Car après tout, 2016 commence à peine qu’elle nous apporte déjà son lot de mauvaises nouvelles : le prix du timbre va augmenter - passe encore - mais surtout, la chirurgie esthétique sera dorénavant soumise à la TVA (21%), une mesure qui devrait rapporter 80 millions par an à l’Etat.
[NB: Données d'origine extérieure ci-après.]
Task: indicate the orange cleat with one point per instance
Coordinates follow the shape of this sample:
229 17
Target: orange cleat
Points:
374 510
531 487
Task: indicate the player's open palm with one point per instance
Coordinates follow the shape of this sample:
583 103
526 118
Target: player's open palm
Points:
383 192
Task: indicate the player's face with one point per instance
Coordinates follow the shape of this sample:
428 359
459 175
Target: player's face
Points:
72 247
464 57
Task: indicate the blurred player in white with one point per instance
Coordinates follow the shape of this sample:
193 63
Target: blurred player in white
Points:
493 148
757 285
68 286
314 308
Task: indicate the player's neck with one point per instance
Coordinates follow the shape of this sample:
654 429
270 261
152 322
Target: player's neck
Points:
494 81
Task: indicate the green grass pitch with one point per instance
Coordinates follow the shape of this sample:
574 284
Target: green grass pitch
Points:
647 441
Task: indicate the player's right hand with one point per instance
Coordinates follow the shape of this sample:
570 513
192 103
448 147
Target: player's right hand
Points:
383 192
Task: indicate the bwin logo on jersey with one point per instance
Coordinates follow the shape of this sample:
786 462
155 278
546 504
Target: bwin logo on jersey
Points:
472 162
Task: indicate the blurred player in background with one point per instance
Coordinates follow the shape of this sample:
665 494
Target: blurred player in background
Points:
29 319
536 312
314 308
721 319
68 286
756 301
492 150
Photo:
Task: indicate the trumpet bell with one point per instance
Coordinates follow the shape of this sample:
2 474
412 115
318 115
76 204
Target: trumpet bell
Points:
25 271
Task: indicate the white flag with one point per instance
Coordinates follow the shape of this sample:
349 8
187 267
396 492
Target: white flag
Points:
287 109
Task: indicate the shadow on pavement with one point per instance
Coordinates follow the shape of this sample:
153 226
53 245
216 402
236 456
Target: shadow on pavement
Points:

Quelle belle fable : dans le cadre du tax-shift, vos impôts s’offrent un lifting, mais ce dernier va vous coûter plus cher, tout ça pour vous donner l’illusion de retrouver votre jeunesse d’antan ou d’être moins taxé qu’en 2015 !  Le pauvre Bernard Tapie, qui paraît dix ans de moins à chaque scandale, joue décidément de malchance, lui qui pensait que la Belgique serait un havre de paix pour son portefeuille et son Botox.


J’en reviens à une autre aventure de Gaston Lagaffe : ce dernier se retrouve au volant de sa voiture avec Prunelle comme passager, en plein hiver et alors qu’une purée de pois indescriptible s’abat sur eux. « Arrêtez-vous, Gaston, on n’y voit rien ! », s’exclame Prunelle. Et l’autre de lui répondre, fort à propos : « Mais on n’y verra pas plus si on s’arrête, malin ! ». Nouvelle métaphore franquinesque du monde qui nous entoure : notre époque est dans le brouillard, mais on continue d’avancer en se souhaitant une bonne année, parce qu’il faut bien vivre, coûte que coûte, l’immobilisme n’ayant pour seule vertu que de reculer toute échéance douloureuse, demandez aux Grecs.


A la fin du gag, Gaston et Prunelle prennent une mauvaise route et se retrouvent sur un canal gelé, n’y voyant pas à deux mètres, et entrent en collision avec… une péniche.


Je ne sais pas quelle forme prendra cette péniche en 2016, mais la route se révèle suffisamment glissante voire casse-gueule pour avoir soudain envie d’écouter Prunelle et de marquer un stop, ne fût-ce que le temps de quelques jours – la période des vœux – afin de profiter du moment présent. « Faut pas penser à demain, et tu tiens », chantait William Sheller.

 

Donc en ce premier samedi de 2016, embrassons-nous et respirons tous un peu d’insouciance : bonne année à toutes et tous.